Later in that letter he admitted to having ‘taken to tranquillisers in a big way’, saying ‘they assuage my guilt quite considerably these days. Flying aeroplanes and getting into the wrong relationship with persons – that is what worries me most, tranquilliser quite good against both’.

Before a late-1959 trip, Isaiah wrote that he was to address 3,000 historians in Evanston, Illinois. Then he and Aline would come East and, he wrote, ‘I shall try and get in touch as soon as humanly possible.’ As Diana Cooper once said to him, he went on, ‘when you arrive in Paris first the Loo: then telephone me’.

In the course of discussing the common, often irritable reaction to letters asking for things involving money, Isaiah suddenly said: ‘Saints might react differently, but annoyingly enough, they are unlikely to be subject to such letters and, I must confess that I have never wished to be a saint, nor, I suspect, have you: moreover, those who do, disqualify themselves automatically ... We might one day discuss what it is that characterises saints, whether we have ever known any (I am quite clear that I have not, though I could mention some who would be much offended by this observation) ...’.

In 1970, he wrote about going to Italy, where he temporarily acquired arthritis and came home in a wheelchair, about which he said: ‘there is no more agreeable method of travel’, adding, ‘Let me strongly urge this upon you if you can swallow your pride’ (which I’m afraid I still can’t) ‘... you acquire a kind of serene detachment from the turmoil around you, and become the object of sympathetic and passionate respectful looks while you peacefully read The Naked Ape or whatever it is’.

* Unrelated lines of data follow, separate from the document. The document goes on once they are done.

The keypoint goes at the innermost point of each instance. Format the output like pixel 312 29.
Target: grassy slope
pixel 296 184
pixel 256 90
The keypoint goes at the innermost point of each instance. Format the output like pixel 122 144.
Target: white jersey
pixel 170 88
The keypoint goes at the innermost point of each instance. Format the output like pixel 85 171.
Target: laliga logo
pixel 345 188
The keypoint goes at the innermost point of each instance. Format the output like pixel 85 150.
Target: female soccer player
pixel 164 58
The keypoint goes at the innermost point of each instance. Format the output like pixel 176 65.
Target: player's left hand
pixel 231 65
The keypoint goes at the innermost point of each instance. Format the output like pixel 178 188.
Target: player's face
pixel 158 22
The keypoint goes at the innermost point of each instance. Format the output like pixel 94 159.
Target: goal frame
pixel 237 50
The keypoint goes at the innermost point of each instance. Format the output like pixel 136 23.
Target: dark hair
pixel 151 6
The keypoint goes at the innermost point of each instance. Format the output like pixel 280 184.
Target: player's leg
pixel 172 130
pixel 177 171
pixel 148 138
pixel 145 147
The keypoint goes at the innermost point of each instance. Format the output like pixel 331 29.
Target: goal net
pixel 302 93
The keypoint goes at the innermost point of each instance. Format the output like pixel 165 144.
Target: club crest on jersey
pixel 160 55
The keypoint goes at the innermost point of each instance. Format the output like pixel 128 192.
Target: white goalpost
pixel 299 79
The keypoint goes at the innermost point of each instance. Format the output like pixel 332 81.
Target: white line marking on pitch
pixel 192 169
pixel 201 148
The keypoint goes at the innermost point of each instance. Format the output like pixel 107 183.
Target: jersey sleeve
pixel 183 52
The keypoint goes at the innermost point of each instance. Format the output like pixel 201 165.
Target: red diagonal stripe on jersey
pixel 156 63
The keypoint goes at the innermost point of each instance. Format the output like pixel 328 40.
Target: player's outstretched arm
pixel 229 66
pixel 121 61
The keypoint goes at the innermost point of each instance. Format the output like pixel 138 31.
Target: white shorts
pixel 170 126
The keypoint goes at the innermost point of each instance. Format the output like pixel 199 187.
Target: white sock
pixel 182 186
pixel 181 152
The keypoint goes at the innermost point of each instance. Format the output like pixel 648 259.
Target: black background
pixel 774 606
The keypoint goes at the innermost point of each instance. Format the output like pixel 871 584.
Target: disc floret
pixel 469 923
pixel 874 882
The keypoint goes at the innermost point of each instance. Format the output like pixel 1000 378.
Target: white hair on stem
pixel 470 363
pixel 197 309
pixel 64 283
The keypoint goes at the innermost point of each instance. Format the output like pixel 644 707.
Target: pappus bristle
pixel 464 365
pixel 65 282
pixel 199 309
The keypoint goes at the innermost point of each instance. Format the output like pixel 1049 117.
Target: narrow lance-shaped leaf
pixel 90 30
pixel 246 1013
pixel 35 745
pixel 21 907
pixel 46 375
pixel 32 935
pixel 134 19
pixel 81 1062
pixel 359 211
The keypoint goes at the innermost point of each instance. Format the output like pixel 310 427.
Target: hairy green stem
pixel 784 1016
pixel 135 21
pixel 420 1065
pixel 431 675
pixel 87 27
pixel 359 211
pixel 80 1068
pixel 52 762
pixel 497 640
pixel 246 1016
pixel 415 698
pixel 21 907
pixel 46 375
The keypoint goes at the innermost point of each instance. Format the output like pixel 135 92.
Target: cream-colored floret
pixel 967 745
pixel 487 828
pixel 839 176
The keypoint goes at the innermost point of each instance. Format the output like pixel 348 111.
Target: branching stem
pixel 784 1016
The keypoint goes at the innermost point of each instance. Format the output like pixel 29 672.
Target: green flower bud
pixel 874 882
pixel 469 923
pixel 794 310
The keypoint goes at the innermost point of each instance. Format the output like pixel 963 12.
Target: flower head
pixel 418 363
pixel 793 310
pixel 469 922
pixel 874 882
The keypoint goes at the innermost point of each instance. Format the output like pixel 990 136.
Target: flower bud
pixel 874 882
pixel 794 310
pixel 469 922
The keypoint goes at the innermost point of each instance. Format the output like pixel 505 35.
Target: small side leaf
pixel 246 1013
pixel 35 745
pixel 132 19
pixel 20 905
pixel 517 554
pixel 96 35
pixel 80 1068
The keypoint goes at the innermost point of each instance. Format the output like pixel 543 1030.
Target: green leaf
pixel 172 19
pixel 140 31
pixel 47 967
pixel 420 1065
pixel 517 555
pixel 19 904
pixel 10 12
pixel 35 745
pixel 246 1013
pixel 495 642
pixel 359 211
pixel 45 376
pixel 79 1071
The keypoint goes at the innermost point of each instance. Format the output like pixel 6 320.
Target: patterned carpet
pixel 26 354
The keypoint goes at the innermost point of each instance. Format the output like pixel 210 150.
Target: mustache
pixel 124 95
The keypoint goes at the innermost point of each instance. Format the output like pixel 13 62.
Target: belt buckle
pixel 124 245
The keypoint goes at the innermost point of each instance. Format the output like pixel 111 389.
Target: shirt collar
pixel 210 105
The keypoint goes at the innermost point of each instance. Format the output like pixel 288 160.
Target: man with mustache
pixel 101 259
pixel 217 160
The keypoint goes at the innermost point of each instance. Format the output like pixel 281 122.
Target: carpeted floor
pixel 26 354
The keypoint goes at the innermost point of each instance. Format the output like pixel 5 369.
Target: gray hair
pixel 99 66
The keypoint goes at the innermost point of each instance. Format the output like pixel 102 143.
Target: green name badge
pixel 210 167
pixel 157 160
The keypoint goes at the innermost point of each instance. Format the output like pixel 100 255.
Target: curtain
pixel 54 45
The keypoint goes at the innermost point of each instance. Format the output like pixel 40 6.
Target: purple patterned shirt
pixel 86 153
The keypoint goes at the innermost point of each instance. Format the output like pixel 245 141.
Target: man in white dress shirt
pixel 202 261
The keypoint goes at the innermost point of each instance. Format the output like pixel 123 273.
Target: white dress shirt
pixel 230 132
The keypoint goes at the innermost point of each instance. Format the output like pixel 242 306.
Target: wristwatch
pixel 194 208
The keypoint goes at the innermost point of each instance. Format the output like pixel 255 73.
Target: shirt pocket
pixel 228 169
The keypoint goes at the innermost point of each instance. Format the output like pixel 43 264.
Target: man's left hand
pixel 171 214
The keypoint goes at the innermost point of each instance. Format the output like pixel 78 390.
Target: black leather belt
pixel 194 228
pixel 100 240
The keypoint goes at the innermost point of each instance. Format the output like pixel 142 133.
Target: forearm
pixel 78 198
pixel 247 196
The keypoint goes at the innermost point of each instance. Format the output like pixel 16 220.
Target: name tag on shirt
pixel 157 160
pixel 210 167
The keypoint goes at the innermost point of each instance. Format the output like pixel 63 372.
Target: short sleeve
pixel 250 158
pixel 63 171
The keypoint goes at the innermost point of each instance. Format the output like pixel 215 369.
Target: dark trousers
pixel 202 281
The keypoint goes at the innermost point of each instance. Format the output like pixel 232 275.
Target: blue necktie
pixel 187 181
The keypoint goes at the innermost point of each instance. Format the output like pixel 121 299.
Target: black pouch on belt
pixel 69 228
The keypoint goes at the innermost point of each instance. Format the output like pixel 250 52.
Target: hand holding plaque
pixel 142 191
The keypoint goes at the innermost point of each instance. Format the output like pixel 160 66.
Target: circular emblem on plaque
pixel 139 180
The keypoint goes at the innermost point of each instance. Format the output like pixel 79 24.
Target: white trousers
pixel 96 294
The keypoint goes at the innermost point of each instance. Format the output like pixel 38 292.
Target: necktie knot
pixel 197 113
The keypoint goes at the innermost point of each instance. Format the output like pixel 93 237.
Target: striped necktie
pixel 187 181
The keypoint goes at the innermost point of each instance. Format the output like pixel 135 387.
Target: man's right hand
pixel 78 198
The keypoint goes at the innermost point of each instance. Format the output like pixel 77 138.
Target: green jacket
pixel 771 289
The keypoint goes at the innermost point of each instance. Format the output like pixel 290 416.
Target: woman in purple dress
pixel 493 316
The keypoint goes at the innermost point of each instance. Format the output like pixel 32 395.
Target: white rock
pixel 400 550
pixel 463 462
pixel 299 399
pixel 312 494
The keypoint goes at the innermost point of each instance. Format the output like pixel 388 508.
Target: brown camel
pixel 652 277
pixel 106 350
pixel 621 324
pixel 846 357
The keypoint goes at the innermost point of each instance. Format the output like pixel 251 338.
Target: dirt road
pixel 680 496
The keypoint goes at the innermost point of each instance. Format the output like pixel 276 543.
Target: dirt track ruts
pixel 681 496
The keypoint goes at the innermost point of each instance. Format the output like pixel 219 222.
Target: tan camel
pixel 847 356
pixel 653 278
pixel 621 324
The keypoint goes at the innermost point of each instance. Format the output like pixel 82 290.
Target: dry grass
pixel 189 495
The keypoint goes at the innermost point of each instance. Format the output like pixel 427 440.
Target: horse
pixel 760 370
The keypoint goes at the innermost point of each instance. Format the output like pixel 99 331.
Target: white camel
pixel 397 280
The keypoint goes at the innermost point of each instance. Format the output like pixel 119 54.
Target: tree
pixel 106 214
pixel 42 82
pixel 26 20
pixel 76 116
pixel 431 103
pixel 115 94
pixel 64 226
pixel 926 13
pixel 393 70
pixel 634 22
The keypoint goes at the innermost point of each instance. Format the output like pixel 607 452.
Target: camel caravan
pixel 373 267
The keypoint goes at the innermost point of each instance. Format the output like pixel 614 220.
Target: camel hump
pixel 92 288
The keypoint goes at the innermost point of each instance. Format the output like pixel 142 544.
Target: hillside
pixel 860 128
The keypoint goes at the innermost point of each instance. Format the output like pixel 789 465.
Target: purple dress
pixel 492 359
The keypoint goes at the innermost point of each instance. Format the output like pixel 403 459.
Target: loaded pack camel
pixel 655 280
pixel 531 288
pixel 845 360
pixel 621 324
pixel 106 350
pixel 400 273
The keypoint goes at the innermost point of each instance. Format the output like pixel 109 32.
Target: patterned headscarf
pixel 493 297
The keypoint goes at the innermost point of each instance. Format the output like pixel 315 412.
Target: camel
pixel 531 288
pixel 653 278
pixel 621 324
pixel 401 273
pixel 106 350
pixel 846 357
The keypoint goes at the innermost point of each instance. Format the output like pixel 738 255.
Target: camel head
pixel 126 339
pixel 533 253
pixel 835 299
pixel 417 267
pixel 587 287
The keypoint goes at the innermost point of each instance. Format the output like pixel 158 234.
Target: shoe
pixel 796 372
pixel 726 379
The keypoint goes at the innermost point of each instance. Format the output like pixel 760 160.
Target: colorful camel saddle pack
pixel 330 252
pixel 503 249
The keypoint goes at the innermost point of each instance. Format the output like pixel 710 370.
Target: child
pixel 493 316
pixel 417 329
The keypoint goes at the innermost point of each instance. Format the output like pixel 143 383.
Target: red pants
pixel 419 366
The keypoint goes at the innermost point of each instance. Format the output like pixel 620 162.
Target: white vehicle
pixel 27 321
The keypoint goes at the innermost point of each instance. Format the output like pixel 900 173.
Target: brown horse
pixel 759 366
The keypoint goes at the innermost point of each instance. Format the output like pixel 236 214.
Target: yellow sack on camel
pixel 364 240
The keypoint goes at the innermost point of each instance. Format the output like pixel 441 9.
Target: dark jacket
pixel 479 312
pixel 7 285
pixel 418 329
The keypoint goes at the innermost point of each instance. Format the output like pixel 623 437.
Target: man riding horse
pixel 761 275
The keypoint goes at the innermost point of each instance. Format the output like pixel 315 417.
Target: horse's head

Isaiah was always involved intellectually with Israel. He went to Jerusalem in 1970 and met with Prime Minister Golda Meir. About her he wrote: ‘Mrs Meir is like a mother in Israel, stout hearted, tough, suspicious, her arms akimbo with the air of one who says “We know them, the Gentiles, there is nothing they haven’t done to us or are ready to do. We don’t trust nobody, we would rather go down fighting than be fooled once again.” Yet there is a kind of simple appeal about her which goes to the heart of her fellow citizens, although as a policy it does not seem to me at all productive.’

Some five years after this letter, Isaiah ended another with: ‘the longer I live the more passionately convinced I become that personal relations are all in all.’

For the last decade of his life, Isaiah ceased to like travelling. But whenever I went to England, I would spend a weekend with Isaiah and Aline. The last time was in May of 1997, just this past year, and before Isaiah’s final illness set in.

I remember him from that visit as absolutely unchanged – vibrant, interested and interesting, full of gossip and fun. He was unusually lucky never to have suffered an old age in which he declined in intellectual and physical strength.

Once the illness did take hold at the very end, Aline reported that Isaiah could no longer do the two things he loved most: reading and talking.

Although he had said on past occasions that he never wanted to die – and most of his friends, certainly including me, still thought of him as in his prime – surely he would not have wished to live without these two things which he found so enjoyable and which gave his myriad friends, who loved him, so much pleasure.